How much can we really expect this to change? Not much. Yes, as Gabriel Sherman wrote, Wall Street is going through something of an existential crisis. The Volcker Rule, as shot full of holes as it is, may help to prevent FDIC money intended for traditional banks from being used to bail out firms that continue to deploy hedge-fund practices. But if Sherman had it right, and the habits and culture that pervaded Goldman and Morgan Stanley have been fundamentally altered and have "boxed in" the firms since they were forced to convert to bank holding companies during the crisis (in order to tap the Fed's discount window), then why is Greg Smith writing that even in the aftermath of Dodd-Frank, the Levin hearings and a giant civil suit that Goldman settled (without admitting wrongdoing), the firm is as vicious as it's ever been? "Even after the S.E.C., Fabulous Fab, Abacus, God’s work, Carl Levin, Vampire Squids? No humility? I mean, come on. Integrity? It is eroding," Smith writes.

So, there's even less integrity than there used to be? That's especially scary considering that giant banks are still giants and are going to remain so, and that they are still having trouble passing stress tests, as we saw this week. There is nothing to fix the too-big-to-fail problem beyond a host of as-yet-unwritten "living wills" that are supposed to tell regulators how to liquidate the banks in a crisis. The largest surviving banks—mainly Goldman, Citi, JPMorgan Chase, Bank of America, Morgan Stanley, and Wells Fargo—are growing bigger and more global relative to the rest of the industry.  They are pushing out smaller banks in key areas, having increased their overall market shares in deposits, mortgages, credit cards, home-equity loans, and small-business loans.  Beyond that, at more than $700 trillion, the derivatives trade is already much larger than it was during the 2008 crisis. And meager as it is, Dodd-Frank is in the process of being gutted by the GOP-led House (never mind what might happen if Mitt Romney gets elected president, since he has vowed to repeal it).  Regulators are starved for staff.    

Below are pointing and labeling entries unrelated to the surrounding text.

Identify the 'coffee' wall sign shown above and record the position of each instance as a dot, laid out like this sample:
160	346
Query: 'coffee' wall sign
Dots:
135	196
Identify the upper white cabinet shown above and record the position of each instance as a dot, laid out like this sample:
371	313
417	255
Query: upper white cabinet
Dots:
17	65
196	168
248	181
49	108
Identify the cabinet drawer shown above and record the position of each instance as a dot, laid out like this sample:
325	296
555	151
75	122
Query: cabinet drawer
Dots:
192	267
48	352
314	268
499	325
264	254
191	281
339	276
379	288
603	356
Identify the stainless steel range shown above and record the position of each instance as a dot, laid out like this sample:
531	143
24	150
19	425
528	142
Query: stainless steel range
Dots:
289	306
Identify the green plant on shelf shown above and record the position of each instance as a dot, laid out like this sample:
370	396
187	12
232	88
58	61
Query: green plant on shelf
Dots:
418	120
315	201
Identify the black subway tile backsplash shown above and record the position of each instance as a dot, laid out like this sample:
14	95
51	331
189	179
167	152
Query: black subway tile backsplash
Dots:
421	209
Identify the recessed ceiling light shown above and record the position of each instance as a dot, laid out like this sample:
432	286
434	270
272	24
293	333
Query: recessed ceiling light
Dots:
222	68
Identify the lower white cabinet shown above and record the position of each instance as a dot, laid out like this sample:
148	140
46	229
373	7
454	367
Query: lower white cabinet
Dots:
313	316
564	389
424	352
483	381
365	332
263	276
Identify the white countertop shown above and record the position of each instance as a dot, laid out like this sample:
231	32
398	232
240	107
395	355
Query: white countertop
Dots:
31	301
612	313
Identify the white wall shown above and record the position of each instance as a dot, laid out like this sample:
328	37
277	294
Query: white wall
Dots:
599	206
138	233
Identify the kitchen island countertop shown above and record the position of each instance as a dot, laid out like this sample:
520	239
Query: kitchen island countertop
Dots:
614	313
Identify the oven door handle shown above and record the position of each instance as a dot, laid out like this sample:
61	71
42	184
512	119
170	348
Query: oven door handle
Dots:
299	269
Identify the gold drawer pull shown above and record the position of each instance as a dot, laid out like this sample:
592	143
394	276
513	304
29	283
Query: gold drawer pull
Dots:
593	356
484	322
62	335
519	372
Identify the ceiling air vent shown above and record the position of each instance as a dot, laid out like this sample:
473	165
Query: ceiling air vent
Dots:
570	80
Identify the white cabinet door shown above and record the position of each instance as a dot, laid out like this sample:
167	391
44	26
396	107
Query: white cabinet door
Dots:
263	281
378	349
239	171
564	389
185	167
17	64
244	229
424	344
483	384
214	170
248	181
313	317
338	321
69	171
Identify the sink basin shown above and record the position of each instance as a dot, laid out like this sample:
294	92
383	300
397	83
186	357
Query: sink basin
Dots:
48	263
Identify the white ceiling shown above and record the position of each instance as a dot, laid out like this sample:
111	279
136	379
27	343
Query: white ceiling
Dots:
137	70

Eric Kolchinsky, the former Moody's derivatives expert, said in a conversation with me today that "things obviously have not changed. Dodd-Frank in my estimation doesn’t really do much at all," especially to change the ethics on Wall Street or to help protect Wall Street's clients from getting  snowed over the super-complex derivatives they are still being sold. Instead, Dodd-Frank "really just focuses on paperwork without any changes in practices," Kolchinsky said. "What happened is that some of the products that made that kind of money were directly outlawed. You can’t do what you did last time. But the attitude [on Wall Street] is, 'Let's find something else. That hasn’t changed. What Greg Smith was doing, as head of equity derivatives, that’s another complex product, and it’s in that complexity where the banks can make a lot of money.”

Indeed, it's no surprise that the bank lobby threw most of its energy during the Dodd-Frank legislative process into watering down rules requiring over-the-counter derivatives to traded on an open and supervised exchange. The reason is that derivatives and structured finance products traded off exchange are still a major source of Wall Street’s profitability because they are not exposed to market and risk valuation. And the more complex they are, the easier it is for the banks to charge their customers huge spreads. In other words, the market is still rigged and full of scams, just as Frank Partnoy warned back in the 1990s. 

Who to believe? I think I'll go with Greg Smith over Gabriel Sherman. You can take that to the bank.